As a Hollywood project, Chuck & Larry is an oddball specimen. Obviously aimed at the twentysomething male demographic that would sooner hurl themselves off a cliff than admit to liking a Meryl Streep movie or knowing the lyrics to an ABBA song, it is also very clearly intended as a message movie, and the awkwardness with which it plows into delivering said message is its greatest weakness. Director Dennis Dugan, who has teamed with Sandler on numerous other largely unfunny movies, directs with slapstick abandon, piling on the gay stereotypes and creating a frenzied atmosphere of homophobic hysteria before winding his way to a finger-pointing finale in which we're supposed to feel bad for having laughed earlier. Of course, the trap is aimed at those who would find the film's gay-baiting jokes funny, and most of them just aren't. And, in case anyone wants to accuse the movie of homophobia, the filmmakers have built in a gay stamp of approval by parading not only Richard Chamberlain, but Lance Bass across the screen.

As is typical in many Adam Sandler films (and this is, above all, an Adam Sandler film), the flat jokes are balanced with stunt casting, some of which works better than others. Ving Rhames, glowering and bulked up, plays a newly transferred firefighter who comes out of the closet with gusto when he sees Chuck and Larry living happily ever after, and while Rhames' effeminate charms feel largely forced, he does have one grandiose and quite hilarious shower scene that involves him singing “I'm Every Woman” to a crowd of stunned firefighters. Much better is the always reliable Steve Buscemi as Clinton Fitzer, a weasely insurance fraud investigator who takes a little too much pleasure digging through people's garbage and pulling papers out of his absurd fanny pack. And then, of course, there's an unbilled Rob Schneider as the Asian-Canadian hotel manager who marries Chuck and Larry, in the process managing to make Mickey Rooney's wince-inducing Japanese shtick in Breakfast at Tiffany's (1961) seem PC.

Ultimately, what grinds most about I Now Pronounce You Chuck & Larry isn't its tired gags or its mediocre direction, but its insincerity. Sure--Sandler delivers an impassioned monologue about why the word “faggot” is bad and the movie is padded with plenty of scenes in which Chuck and Larry learn what it's like to be on the receiving end of prejudice (delivered, of course, by a rabid fundamentalist played by Rob Corddry, just in case there were enough stereotypes and caricatures already).

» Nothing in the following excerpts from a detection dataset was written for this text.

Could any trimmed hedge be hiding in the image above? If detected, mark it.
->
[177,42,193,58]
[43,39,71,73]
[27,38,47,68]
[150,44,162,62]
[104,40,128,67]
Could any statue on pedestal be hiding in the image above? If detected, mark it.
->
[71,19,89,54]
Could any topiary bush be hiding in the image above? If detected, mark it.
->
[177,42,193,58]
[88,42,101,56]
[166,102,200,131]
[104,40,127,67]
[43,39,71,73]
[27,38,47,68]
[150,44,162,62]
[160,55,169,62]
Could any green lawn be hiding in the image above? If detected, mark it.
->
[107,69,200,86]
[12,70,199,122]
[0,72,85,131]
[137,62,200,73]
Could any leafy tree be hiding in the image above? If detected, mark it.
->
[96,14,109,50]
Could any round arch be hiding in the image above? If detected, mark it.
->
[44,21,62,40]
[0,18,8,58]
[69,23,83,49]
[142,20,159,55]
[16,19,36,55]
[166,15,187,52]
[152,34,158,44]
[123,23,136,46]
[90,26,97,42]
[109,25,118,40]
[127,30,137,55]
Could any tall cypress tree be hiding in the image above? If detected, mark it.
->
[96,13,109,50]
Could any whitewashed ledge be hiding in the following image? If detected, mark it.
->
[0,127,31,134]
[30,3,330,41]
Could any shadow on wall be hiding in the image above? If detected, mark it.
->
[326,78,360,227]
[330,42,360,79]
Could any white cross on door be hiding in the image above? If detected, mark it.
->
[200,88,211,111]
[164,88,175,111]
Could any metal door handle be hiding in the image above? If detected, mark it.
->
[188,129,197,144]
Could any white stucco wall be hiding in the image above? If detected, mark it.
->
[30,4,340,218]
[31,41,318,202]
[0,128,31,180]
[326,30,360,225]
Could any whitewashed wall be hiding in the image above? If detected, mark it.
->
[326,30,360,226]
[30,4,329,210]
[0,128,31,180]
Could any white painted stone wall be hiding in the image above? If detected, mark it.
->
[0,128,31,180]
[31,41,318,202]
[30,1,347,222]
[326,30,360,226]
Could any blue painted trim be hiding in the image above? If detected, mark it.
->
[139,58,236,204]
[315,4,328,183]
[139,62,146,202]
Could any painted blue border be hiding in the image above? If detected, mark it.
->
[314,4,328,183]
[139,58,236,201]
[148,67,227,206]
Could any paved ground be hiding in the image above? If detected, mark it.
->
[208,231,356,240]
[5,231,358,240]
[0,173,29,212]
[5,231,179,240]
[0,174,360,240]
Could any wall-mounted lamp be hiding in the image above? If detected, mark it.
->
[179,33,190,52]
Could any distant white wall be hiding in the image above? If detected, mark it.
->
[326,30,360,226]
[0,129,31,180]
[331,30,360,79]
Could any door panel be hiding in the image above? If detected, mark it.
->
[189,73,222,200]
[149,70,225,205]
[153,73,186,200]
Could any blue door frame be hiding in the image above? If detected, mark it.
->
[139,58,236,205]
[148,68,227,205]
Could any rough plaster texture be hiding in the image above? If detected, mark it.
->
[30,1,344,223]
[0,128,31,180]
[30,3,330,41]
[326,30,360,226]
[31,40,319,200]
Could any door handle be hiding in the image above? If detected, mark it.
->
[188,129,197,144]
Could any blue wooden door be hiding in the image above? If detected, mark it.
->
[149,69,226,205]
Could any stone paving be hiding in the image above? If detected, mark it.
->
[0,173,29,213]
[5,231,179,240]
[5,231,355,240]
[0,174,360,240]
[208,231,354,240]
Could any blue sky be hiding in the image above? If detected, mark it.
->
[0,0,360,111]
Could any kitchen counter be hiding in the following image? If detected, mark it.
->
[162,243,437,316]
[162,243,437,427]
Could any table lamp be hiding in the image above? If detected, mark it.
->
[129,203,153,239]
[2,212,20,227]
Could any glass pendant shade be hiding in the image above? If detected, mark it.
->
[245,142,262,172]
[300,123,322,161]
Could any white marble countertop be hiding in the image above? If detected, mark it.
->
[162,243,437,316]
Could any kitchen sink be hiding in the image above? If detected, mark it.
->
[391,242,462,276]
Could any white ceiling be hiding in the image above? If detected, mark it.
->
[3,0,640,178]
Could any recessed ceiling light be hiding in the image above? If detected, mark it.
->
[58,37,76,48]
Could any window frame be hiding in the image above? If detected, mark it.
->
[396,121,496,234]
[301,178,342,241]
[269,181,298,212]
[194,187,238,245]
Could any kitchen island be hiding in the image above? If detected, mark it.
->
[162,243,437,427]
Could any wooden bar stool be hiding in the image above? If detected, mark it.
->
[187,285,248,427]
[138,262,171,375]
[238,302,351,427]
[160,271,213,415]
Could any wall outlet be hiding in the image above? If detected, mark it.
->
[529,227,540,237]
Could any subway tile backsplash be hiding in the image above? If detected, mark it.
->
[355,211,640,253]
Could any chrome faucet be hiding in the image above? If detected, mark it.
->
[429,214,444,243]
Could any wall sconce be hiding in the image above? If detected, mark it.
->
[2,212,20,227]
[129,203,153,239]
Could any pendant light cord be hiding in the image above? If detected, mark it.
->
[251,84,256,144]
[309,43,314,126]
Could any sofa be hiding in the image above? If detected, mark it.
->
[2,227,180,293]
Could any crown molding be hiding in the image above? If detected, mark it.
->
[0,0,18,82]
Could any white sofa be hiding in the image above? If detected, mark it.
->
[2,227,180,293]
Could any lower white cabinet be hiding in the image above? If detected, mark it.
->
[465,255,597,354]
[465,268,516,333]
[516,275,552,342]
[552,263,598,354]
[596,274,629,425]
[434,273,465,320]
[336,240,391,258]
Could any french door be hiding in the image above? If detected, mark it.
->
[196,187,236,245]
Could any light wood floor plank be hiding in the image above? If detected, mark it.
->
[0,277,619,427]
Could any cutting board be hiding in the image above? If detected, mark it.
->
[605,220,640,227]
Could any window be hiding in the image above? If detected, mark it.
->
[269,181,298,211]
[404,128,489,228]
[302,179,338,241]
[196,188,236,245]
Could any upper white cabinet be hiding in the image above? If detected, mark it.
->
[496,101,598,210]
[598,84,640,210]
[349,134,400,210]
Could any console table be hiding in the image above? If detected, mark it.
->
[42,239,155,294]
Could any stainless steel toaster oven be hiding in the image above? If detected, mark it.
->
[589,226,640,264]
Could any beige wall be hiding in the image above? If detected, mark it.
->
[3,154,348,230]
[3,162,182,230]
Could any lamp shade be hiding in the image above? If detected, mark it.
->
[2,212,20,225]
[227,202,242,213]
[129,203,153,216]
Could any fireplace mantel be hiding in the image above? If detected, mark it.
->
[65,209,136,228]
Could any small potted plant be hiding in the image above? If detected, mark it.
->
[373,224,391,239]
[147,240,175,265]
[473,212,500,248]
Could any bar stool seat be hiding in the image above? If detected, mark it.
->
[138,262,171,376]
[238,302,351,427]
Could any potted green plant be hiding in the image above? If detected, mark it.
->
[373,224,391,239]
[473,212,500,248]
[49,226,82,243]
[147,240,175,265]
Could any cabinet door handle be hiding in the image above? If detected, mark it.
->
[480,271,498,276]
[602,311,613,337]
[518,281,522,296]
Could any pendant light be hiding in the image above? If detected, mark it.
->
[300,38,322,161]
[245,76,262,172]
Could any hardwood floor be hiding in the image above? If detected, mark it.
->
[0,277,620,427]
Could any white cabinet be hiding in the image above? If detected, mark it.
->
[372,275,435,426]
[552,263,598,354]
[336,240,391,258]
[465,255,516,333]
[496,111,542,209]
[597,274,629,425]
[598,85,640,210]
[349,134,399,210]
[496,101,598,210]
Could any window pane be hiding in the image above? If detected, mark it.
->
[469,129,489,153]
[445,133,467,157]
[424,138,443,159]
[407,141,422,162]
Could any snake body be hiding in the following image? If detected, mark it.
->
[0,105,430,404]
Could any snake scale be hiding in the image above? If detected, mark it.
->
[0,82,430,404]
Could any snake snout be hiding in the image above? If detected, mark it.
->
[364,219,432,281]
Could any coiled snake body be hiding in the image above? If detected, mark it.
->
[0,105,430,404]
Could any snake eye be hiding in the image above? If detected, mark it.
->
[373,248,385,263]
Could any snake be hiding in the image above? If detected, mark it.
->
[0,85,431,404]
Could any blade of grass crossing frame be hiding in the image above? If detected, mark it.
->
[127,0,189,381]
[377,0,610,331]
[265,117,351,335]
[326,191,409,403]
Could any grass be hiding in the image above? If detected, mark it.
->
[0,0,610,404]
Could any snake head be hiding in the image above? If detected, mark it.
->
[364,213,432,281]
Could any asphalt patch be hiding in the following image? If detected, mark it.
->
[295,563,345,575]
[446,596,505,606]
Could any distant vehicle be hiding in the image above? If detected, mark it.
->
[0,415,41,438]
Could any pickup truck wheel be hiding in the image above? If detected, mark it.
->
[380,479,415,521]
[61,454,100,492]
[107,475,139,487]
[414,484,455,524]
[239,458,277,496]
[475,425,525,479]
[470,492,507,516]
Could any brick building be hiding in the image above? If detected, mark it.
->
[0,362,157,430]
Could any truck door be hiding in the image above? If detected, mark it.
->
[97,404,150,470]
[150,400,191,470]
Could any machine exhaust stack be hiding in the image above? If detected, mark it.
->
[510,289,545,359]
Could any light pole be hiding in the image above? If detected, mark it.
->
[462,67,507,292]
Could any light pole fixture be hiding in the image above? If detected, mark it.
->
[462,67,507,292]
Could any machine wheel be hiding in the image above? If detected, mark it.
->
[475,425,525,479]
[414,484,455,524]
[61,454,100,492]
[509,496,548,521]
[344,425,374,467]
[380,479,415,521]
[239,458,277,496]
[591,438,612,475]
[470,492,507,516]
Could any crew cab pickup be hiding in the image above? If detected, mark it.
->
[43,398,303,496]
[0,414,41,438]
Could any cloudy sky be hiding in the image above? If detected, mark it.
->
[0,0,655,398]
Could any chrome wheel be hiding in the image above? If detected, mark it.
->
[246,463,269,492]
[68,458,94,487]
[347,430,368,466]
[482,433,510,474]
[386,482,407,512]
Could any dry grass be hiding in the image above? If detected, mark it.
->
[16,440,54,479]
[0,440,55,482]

But it's hard to escape the feeling that the filmmakers are inherently uncomfortable with everything they're portraying, which is why anything even remotely gay in the movie has to be flaming gay. It brings to mind Homer Simpson's declaration that he likes his beer cold, his TV loud, and his homosexuals flaming; anything that might smack of nuance or substance might actually challenge the audience's preconceptions. The caricatured nature of it all, along with Jessica Biel as a pro-gay lawyer who naturally ends up soaking wet in her underwear at one point, is meant to be the milkshake the audience can use to swallow the bitter pill of tolerance. The makers of Chuck & Larry probably think they've accomplished something meaningful, but what they've really done is make a gay Soul Man.